現地時間20日、オーストラリア・シドニーのICCエキシビション・センターにて、WBOインターコンチネンタル・スーパーウェルター級王座決定戦が行われ、ニキータ・チュー(豪州/153.2ポンド)がルルジム・イスマイリ(マケドニア/153ポンド)を初回終了棄権TKOに退け、ベルトを巻いた。

サウスポーのチューがじりじりと前に出ると、イスマイリは左手を前に出しながら様子を探ろうとする。が、1分過ぎにチューが狙いすましたワンツーをヒット。イスマイリがドスンと尻もちをついた。
イスマイリは再開に応じたものの再び左ストレートをモロに食い、腰を落とすと背を見せて戦意を喪失したかのような素振りだが、レフェリーは流す。チューは上下に打ち分け、イスマイリにがっつりとダメージを与えて初回を終えると、インターバル中にイスマイリ陣営が棄権を申し出て呆気ないTKOとなった。
ティムの4歳下の弟、27歳のチューは11戦全勝9KOとしIBFで11位、WBOでは15位につけている。豪州デビュー戦だった28歳のイスマイリは12勝7KO1敗。
■ゼラファも初回決着
WBOインターコンチネンタル・ミドル級タイトルマッチはチャンピオンでWBA8位のマイケル・ゼラファ(豪州/159.2ポンド)がマイキー・ダールマン(米国/159.4ポンド)を初回TKOに下し、王座を防衛した。
ゴングと同時に左を出しながら主導権をつかもうとするゼラファ。ダールマンも左を返そうとしたところへゼラファの肩越しの右がいきなりヒット、ダールマンは開始30秒も経たずに腰を落とした。チャンスと見たゼラファが攻勢を強めるとダールマンが足をばたつかせ、その足に自身の足を引っ掛けたゼラファが尻もちをつくとレフェリーはダウンをコール。ゼラファは滑っただけだと抗議するもカウント8を聞く。
しかし再開後もダメージを残すダールマンは反応が鈍く、ゼラファの攻勢の前にブロックするのがやっと。赤コーナー前で打ちまくられたところでレフェリーがミスマッチに幕を閉じている。
WBOで11位、IBFでも15位につける33歳のゼラファは34勝22KO5敗。ここ5戦で2勝3敗としているティム・チュー(豪州)とはかねてから対戦が噂されており、復帰戦の相手として再浮上しそう。敗れたダールマン(33歳)は18勝16KO2敗。
ミドル級8回戦。OPBF東洋太平洋ランキングではウェルター級8位に名を置く、ブロック・ジャービス(豪州/156.4ポンド)はサム・ベック(ニュージーランド/156.4ポンド)に4回TKO勝利。
筋骨隆々のジャービスにとっては、今年3月にキース・サーマン(米国)の豪州デビュー戦で3回TKO負けと一敗地にまみれたあとの大事な復帰戦。上背で劣るものの丁寧にジャブを突きながら慎重な立ち上がりを見せる。2ラウンドに入り全勝の勢いをそのままベックが距離を詰めながら左右フックを振りまわすと、つられるようにジャービスも得意の左右フックで応戦、試合がヒートアップした。
迎えた4ラウンド終盤、ベックが右アッパーを振りにいったところへジャービスの右フックがカウンターとなる。バランスを崩したベックはクリンチに逃げようとするものの、ジャービスが連打をまとめ左フックを好打すると、ベックがダウン。フラつきながらも立ち上がったベックだったがレフェリーはダメージを考慮し両手を交差している。27歳のジャービスは23勝21KO2敗、30歳のベックは7勝4KO1敗。

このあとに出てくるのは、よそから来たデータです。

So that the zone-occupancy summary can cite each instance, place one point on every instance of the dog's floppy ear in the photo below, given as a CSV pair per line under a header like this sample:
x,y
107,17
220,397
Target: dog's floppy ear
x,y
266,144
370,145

空位の豪州スーパーライト級王座決定戦は、アーメド・レダ(豪州/132ポンド)がブルーノ・タリモ(タンザニア/132ポンド)に10回判定勝利。スコアは99-91、98-92、97-93の3-0。
22歳のレダは7戦全勝5KO。一方、22年12月には現WBOバンタム級王者の武居由樹(大橋)と対戦し11回TKO負けを喫したものの奮闘した経歴を持つ30歳のタリモは29勝8KO5敗2分。WBOアジアパシフィックのランキングではまだスーパーバンタム級9位に名前がある。